There are very affecting passages about the minutiae of separation and the disorientation that accompanies it. Lacey discovers that “hope is visible in the objects in our homes;” and there is a touching bathos in finding in “a whole pound of ground cinnamon” a down payment on a canceled future. The religious and romantic losses parallel each other without being strained. Lacey archly dismisses the “spiritual,” while yearning for “something just beyond the material, something about love and trust, something about something we don’t have words for.”

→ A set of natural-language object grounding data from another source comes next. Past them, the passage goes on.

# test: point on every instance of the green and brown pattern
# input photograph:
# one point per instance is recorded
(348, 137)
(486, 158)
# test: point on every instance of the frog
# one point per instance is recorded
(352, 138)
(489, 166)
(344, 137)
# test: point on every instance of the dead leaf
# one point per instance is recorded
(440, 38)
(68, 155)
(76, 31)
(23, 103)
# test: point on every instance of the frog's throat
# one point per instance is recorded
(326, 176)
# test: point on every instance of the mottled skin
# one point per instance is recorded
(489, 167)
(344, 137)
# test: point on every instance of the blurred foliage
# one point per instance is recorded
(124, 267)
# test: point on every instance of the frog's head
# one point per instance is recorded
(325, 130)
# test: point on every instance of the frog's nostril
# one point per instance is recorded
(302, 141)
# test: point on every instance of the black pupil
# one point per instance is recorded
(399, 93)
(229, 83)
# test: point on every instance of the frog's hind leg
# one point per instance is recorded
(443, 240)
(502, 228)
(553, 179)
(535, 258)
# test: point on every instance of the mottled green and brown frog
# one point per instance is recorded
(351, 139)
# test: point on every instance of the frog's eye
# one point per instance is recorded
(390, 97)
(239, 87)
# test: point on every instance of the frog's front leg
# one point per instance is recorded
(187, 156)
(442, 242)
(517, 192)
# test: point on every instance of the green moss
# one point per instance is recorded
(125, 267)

The two narratives have echoes between them. “Let’s beat this for good,” the Reason demands of their yet-to-be-consummated relationship. “We’re going to beat this thing for good, Edie had said, though Marie could tell from the pride in Edie’s voice that she was repeating something the new guy had told her.” There is a significant teacup and a crowbar, “left behind by our home’s previous owner,” mirrored in the other narrative by “the teacup and the crowbar and the light just so.” But it would be a mistake to try to riddle out the connections. Lacey insists that fiction proves we can be “changed by people who never existed doing things that no one quite did.”
The möbius strip is invoked as having no beginning or end when Lacey discusses closures in life and work with a friend. But that’s incorrect. A circle has no beginning or end; a möbius strip is one-sided – a dangerous proposition when writing about relationships theological or amatory. This is a raw, honest book, and perhaps that knotty, camouflaging carapace is necessary when being so naked.